I’ve never been good at ancestors. I was never terribly fond of my grandparents’ stories when they were alive - they all died when I was young. I regret that now, although I also remember listening to my mother’s father telling stories and being bored to tears. I might not be as bored now, I suppose.
My mother does the family genealogy, though, and she knows all the stories. I should ask her about them sometime. I should take notes. I know the story about her great-grandmother who put off getting married so she wouldn’t have to stop teaching. I know the story about a multiple-greats uncle who was an Irish revolutionary and became a union activist in New York after the Triangle Shirtwaist Factory fire.

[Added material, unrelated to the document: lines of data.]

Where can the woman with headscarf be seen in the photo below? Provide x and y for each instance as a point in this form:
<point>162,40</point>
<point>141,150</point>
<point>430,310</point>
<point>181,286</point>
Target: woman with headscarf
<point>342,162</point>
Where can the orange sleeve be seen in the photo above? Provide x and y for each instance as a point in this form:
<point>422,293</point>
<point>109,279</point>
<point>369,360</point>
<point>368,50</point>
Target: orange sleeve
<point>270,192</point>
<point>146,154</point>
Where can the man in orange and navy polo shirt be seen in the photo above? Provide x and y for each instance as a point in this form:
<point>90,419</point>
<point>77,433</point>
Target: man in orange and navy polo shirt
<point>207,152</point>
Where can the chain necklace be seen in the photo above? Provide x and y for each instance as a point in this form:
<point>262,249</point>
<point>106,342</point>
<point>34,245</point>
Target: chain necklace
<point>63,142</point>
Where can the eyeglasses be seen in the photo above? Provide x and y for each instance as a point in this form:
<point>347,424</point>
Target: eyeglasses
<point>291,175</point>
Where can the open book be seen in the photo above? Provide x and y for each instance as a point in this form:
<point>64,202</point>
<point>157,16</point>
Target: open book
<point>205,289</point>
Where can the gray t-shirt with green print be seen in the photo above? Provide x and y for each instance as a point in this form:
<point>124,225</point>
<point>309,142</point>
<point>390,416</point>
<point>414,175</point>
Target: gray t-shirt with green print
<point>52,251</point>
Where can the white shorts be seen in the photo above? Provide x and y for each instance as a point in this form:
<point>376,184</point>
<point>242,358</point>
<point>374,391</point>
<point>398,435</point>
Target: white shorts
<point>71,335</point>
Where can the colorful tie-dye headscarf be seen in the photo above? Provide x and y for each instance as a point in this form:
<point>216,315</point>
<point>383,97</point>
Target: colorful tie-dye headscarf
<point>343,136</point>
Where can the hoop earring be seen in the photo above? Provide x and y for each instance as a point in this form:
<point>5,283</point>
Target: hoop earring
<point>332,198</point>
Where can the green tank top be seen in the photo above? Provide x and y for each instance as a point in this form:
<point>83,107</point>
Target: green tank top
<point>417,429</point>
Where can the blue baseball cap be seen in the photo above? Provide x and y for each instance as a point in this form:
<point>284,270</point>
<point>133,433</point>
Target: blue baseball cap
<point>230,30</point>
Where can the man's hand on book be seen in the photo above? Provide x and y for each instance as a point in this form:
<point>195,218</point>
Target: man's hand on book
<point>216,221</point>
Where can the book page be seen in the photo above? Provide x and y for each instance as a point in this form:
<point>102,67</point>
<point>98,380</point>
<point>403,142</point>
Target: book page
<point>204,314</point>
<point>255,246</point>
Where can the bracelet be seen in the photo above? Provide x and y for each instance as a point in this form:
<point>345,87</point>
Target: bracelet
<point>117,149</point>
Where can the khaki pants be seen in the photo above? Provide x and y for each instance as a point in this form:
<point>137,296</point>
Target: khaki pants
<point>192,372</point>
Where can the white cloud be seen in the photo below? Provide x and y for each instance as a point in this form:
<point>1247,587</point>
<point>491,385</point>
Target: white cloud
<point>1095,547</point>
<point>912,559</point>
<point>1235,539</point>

I know the story about how my uncle, my mom’s little brother, was born, and my grandfather told off the priest who told him that if they had to choose, the mother or the baby, he had to save the baby because the baby was without sin. And I know the story of how my parents went on their first date, when Mom came to ask if Mike could come out to play, and my grandma sat on the porch cackling with laughter.

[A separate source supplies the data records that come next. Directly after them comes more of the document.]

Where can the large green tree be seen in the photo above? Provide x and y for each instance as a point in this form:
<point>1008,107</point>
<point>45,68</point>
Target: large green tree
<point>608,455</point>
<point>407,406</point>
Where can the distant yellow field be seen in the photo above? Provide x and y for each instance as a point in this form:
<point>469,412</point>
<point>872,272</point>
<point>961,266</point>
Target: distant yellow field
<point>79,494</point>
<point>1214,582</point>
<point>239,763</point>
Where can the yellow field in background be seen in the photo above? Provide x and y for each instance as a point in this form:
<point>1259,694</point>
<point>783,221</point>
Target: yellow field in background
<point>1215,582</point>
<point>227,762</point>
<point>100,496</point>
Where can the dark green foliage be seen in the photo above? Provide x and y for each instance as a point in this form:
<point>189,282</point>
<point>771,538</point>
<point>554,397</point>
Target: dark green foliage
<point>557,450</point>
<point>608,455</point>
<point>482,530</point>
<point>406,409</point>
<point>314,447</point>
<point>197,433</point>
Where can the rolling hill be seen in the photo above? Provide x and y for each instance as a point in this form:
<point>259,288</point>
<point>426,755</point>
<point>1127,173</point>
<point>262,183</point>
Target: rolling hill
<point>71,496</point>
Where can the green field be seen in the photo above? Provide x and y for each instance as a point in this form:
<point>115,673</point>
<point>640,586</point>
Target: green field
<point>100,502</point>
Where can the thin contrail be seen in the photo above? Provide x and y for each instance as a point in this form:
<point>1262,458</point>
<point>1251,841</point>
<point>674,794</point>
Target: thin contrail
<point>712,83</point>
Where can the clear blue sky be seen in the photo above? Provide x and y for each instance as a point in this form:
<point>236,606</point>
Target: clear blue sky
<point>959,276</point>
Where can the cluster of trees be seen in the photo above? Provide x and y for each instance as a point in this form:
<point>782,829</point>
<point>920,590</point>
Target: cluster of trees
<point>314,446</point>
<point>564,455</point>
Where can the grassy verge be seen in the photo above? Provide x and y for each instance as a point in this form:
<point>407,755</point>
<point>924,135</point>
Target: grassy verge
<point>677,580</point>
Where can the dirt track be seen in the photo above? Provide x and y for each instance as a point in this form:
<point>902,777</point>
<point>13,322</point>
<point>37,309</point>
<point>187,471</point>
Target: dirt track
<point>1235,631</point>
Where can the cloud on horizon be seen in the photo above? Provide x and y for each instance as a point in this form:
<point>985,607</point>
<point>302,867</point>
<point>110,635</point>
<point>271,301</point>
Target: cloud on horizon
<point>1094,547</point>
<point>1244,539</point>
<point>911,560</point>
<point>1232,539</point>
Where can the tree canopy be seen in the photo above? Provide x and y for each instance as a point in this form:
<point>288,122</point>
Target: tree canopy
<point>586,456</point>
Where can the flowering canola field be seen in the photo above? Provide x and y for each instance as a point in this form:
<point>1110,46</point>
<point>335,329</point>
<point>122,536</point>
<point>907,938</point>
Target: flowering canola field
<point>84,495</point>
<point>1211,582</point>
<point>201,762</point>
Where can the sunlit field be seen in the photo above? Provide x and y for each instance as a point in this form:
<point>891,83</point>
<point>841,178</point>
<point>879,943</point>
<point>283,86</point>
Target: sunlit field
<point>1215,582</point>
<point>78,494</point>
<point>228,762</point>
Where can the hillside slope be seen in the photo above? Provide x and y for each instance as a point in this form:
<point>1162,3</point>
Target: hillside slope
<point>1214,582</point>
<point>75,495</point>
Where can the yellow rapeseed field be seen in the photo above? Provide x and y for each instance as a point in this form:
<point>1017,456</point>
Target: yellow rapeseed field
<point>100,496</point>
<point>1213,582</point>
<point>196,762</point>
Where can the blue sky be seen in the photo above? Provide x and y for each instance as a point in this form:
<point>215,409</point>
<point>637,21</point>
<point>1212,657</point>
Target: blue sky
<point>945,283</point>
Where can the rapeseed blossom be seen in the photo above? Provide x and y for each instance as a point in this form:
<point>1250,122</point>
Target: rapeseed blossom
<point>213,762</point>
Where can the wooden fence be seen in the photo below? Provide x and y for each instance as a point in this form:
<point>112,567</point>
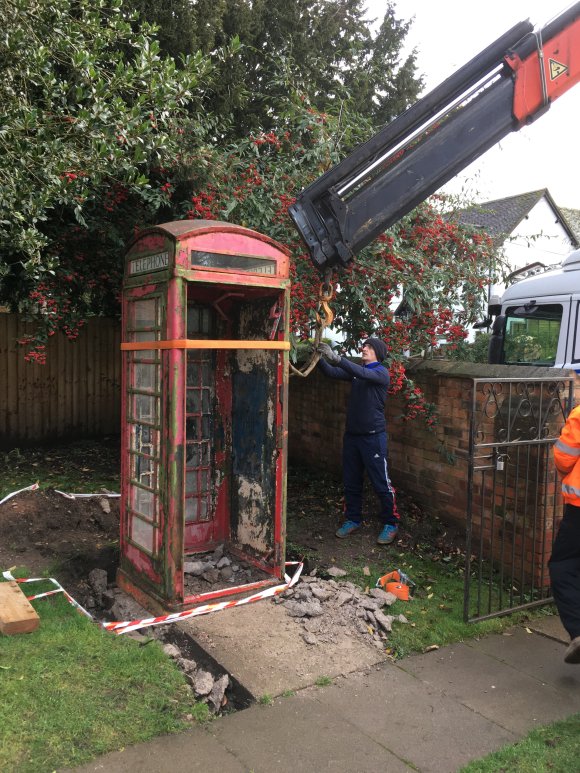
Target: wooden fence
<point>75,395</point>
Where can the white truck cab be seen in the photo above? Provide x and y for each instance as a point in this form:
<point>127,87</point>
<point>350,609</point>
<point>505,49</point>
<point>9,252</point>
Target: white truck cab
<point>538,320</point>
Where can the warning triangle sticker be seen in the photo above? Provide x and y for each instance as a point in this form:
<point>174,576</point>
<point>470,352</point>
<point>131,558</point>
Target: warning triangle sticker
<point>556,69</point>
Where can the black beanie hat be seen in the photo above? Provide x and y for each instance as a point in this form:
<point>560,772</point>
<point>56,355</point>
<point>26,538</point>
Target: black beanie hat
<point>379,347</point>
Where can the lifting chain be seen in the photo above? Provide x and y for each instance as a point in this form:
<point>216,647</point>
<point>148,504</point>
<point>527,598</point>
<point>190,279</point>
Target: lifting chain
<point>324,319</point>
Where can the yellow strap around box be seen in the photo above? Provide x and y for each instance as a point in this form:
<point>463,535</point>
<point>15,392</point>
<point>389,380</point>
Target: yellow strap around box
<point>188,343</point>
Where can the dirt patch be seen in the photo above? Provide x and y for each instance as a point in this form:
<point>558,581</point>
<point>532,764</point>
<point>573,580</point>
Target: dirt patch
<point>315,511</point>
<point>45,531</point>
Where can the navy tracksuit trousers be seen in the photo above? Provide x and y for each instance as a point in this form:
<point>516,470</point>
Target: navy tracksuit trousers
<point>564,567</point>
<point>367,452</point>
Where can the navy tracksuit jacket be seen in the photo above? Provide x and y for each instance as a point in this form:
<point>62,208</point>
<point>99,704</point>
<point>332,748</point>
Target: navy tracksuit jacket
<point>365,438</point>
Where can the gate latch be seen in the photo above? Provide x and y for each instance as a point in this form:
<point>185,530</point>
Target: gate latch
<point>499,462</point>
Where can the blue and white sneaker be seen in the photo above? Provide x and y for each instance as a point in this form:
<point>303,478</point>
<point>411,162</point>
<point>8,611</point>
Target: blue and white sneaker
<point>347,528</point>
<point>388,534</point>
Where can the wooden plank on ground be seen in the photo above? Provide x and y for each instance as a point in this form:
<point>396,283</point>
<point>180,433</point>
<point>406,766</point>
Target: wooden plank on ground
<point>17,615</point>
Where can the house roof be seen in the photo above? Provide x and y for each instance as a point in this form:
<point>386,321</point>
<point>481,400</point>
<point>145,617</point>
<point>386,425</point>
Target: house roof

And I know some other things too, not stories but facts, that my grandpa on my father’s side was a mechanic, and my grandma a farmer’s daughter from a small, small town that barely qualifies as a town. About how my mom’s side of the family were from Kansas, and belonged to the Grange, once they got out of the cities. Prairie is in my bones and blood, which is maybe one reason why I found the thought of moving west so terrifying. The ocean is great, but I need all these grass roots to hold me together.
I almost remember my great-grandmother, who was just one generation removed from the old country (not that anyone in my family’s ever called it that). We’re all immigrants - before the prairie, we were from the Netherlands (Friesland, specifically, although I don’t know how I know that) and Ireland, Germany and France and England. Northern European, all of us. But it was that Irish ancestor, the union man, who always stuck out to me. I need to find out his name. I’m not sure I want to take over as the family record-keeper, but I want to learn the names and the stories, see if I can make them hold together.

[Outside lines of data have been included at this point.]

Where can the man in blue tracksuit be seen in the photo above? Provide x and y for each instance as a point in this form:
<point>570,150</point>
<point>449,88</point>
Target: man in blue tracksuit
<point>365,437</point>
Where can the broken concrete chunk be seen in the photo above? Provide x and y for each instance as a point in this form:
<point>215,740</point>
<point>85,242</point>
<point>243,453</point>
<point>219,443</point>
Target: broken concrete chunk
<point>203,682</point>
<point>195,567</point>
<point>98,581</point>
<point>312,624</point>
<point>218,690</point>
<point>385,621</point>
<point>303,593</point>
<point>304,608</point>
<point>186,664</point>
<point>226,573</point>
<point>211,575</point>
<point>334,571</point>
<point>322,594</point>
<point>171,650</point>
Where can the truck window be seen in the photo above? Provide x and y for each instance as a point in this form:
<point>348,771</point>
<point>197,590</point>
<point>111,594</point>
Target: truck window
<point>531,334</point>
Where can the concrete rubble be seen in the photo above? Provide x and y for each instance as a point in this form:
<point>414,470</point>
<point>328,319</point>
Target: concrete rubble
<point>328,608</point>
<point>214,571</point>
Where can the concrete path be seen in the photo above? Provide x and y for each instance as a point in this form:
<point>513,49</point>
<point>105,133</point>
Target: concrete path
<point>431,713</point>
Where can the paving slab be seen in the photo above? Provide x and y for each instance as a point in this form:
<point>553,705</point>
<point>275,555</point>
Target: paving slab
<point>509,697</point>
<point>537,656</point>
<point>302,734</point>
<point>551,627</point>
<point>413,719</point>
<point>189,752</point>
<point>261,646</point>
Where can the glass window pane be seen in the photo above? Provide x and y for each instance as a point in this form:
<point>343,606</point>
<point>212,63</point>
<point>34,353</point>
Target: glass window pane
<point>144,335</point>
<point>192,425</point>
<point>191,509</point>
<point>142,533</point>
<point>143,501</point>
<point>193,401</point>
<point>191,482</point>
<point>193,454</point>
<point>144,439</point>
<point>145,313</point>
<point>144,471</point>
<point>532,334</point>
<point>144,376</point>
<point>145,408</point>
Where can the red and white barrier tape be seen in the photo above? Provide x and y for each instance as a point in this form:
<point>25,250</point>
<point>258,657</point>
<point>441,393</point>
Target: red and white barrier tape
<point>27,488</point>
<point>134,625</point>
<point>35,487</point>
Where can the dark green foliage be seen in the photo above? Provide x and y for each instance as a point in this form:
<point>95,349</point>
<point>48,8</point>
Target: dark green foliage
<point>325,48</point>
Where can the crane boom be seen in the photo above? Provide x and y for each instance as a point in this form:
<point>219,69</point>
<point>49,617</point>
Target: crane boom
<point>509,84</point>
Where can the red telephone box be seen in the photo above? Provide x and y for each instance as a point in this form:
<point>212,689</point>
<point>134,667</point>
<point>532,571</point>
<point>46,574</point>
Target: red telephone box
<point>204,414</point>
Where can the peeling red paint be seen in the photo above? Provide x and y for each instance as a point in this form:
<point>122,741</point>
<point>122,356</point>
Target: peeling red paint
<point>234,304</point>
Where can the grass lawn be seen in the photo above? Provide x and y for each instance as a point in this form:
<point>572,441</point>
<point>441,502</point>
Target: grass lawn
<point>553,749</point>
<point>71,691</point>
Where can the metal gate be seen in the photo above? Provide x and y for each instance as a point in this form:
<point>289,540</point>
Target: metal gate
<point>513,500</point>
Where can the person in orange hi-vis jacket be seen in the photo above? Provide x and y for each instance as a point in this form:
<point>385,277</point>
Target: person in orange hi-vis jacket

I also can’t (shouldn’t? Won’t) forget that the great majority of my ancestors were Christian, that Christianity was very important to them, and that they would not approve at all of this thing that I’m doing right here.
There are the ancestors of my spirit, too; those who Newton referred to when he said that we stand on the shoulders of giants. Yeats and Maud Gonne and Lady Gregory; everyone who taught those damn Dutch Day Camp classes when I was a kid; Isaac Bonewitz and Alestair Crowley and McGregor Mathers and Scott Cunningham and Starhawk and Selena Fox. Everyone who built this religion that I’m working in right now. But also Malinowski, and Clifford Geertz, and Margaret Mead, and Ruth Benedict. Without them we wouldn’t have this religion.
And all the nameless women of history, all the women whose names and contributions have been forgotten, all the women who made history and linguistics and anthropology and the theory of religion possible. All the voudou priestesses who inspired Northern Europeans looking for their own past; all the occultist’s wives who were never really equal; all the women raped by anthropologists looking for a little excitement in the field. Them, too. My ancestors are numberless, vast, and they know things I will never know.
It’s easy to think “ancestors” and think “grandparents” and discount them as smaller, less powerful, less important than the other spirits; I know I do that sometimes. But they are not. My ancestors - all our ancestors - number in the millions, and between them they know everything, and they live on in those of us who still walk the earth, in our memories and our sacrifices. It is possible that they are the strongest of the three categories of spirits, or at least the wisest.